The Platform_match definition (DRIVERS/BASE/PLATFORM.C) is as follows:
/** * Platform_match-bind platform device to platform driver. * @dev: Device. * @drv: Driver. * * Platform Device IDs was assumed to being encoded like this: * "<name><instance>", where <name> was a short description of the Ty PE of * device, like "PCI" or "floppy", and <instance> are the enumerated * instance of the device, like ' 0 ' or ' 42 '. Driver IDs is simply * "<name>". So, extract the <name> from the platform_device structure, * and compare it against the name of the driver. Return whether they match * or not. */Static intPlatform_match (structDevice *dev,structDevice_driver *DRV) { structPlatform_device *pdev =To_platform_device (Dev); structPlatform_driver *pdrv =To_platform_driver (DRV); /*attempt an of style match first*/ if(Of_driver_match_device (Dev, DRV))return 1; /*Then try to match against the ID table*/ if(pdrv->id_table)returnPLATFORM_MATCH_ID (pdrv->id_table, pdev)! =NULL; /*Fall-back to driver name match*/ return(strcmp (pdev->name, drv->name) = =0);}
As we can see, matching platform_device and platform_driver mainly depends on whether the name field is the same.

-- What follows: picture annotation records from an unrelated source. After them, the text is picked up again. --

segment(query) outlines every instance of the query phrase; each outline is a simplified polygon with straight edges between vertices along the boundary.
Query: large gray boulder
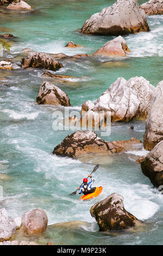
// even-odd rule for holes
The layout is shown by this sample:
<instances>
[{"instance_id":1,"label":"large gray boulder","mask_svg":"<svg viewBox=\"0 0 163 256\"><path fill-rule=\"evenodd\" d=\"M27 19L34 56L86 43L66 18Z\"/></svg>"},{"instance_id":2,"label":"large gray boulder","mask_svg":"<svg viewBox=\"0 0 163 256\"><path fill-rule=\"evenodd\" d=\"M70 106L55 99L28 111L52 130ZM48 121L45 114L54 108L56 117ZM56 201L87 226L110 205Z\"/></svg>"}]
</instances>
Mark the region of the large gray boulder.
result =
<instances>
[{"instance_id":1,"label":"large gray boulder","mask_svg":"<svg viewBox=\"0 0 163 256\"><path fill-rule=\"evenodd\" d=\"M145 11L137 0L117 0L110 7L91 16L82 33L102 35L123 35L149 31Z\"/></svg>"},{"instance_id":2,"label":"large gray boulder","mask_svg":"<svg viewBox=\"0 0 163 256\"><path fill-rule=\"evenodd\" d=\"M125 210L123 199L120 194L113 193L92 206L90 213L98 224L99 231L124 229L135 226L139 222Z\"/></svg>"},{"instance_id":3,"label":"large gray boulder","mask_svg":"<svg viewBox=\"0 0 163 256\"><path fill-rule=\"evenodd\" d=\"M63 68L63 65L49 55L43 52L30 52L26 58L21 60L23 69L34 68L56 71Z\"/></svg>"},{"instance_id":4,"label":"large gray boulder","mask_svg":"<svg viewBox=\"0 0 163 256\"><path fill-rule=\"evenodd\" d=\"M140 6L144 10L147 15L163 14L163 1L149 0Z\"/></svg>"},{"instance_id":5,"label":"large gray boulder","mask_svg":"<svg viewBox=\"0 0 163 256\"><path fill-rule=\"evenodd\" d=\"M127 42L121 35L119 35L112 40L108 41L92 56L123 57L126 56L127 52L130 52Z\"/></svg>"},{"instance_id":6,"label":"large gray boulder","mask_svg":"<svg viewBox=\"0 0 163 256\"><path fill-rule=\"evenodd\" d=\"M0 209L0 242L9 240L16 232L16 224L4 208Z\"/></svg>"},{"instance_id":7,"label":"large gray boulder","mask_svg":"<svg viewBox=\"0 0 163 256\"><path fill-rule=\"evenodd\" d=\"M93 131L78 131L68 135L54 149L53 154L61 156L76 157L86 154L107 154L111 155L119 153L134 144L141 143L137 139L129 141L105 141L97 136Z\"/></svg>"},{"instance_id":8,"label":"large gray boulder","mask_svg":"<svg viewBox=\"0 0 163 256\"><path fill-rule=\"evenodd\" d=\"M111 121L128 121L133 118L146 119L155 87L142 77L126 80L118 78L93 103L84 102L82 107L82 120L91 111L99 113L110 112Z\"/></svg>"},{"instance_id":9,"label":"large gray boulder","mask_svg":"<svg viewBox=\"0 0 163 256\"><path fill-rule=\"evenodd\" d=\"M41 84L36 101L39 104L51 104L65 107L70 106L70 99L66 93L48 82L43 82Z\"/></svg>"},{"instance_id":10,"label":"large gray boulder","mask_svg":"<svg viewBox=\"0 0 163 256\"><path fill-rule=\"evenodd\" d=\"M22 0L15 0L7 7L11 10L31 10L31 7Z\"/></svg>"},{"instance_id":11,"label":"large gray boulder","mask_svg":"<svg viewBox=\"0 0 163 256\"><path fill-rule=\"evenodd\" d=\"M46 213L37 209L27 211L22 216L22 224L24 233L29 235L42 233L48 223Z\"/></svg>"},{"instance_id":12,"label":"large gray boulder","mask_svg":"<svg viewBox=\"0 0 163 256\"><path fill-rule=\"evenodd\" d=\"M153 93L144 134L144 147L151 150L163 139L163 80Z\"/></svg>"},{"instance_id":13,"label":"large gray boulder","mask_svg":"<svg viewBox=\"0 0 163 256\"><path fill-rule=\"evenodd\" d=\"M163 187L163 141L142 157L141 167L143 173L149 178L154 187Z\"/></svg>"}]
</instances>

The definition of Platform_device is usually implemented in the BSP Board file, in the board file, the Platform_device is summed up as an array, which is finally passed
The Platform_add_devices () function is registered uniformly. The definition (DRIVERS/BASE/PLATFORM.C) is as follows:
/** * Platform_add_devices-add a numbers of platform devices * @devs: Array of platform devices to add * @num: Number of platform devices in array*/intPlatform_add_devices (structPlatform_device **devs,intnum) { intI, ret =0; for(i =0; i < num; i++) {ret=Platform_device_register (Devs[i]); if(ret) { while(-I. >=0) Platform_device_unregister (Devs[i]); Break; } } returnret;} EXPORT_SYMBOL_GPL (platform_add_devices);
The Platform_add_devices () function can add a platform device to the system, the first parameter of the function is a pointer to the platform device array, and the second parameter is the platform device
, it internally invokes the Platform_device_register () function, which is used to register a single platform device.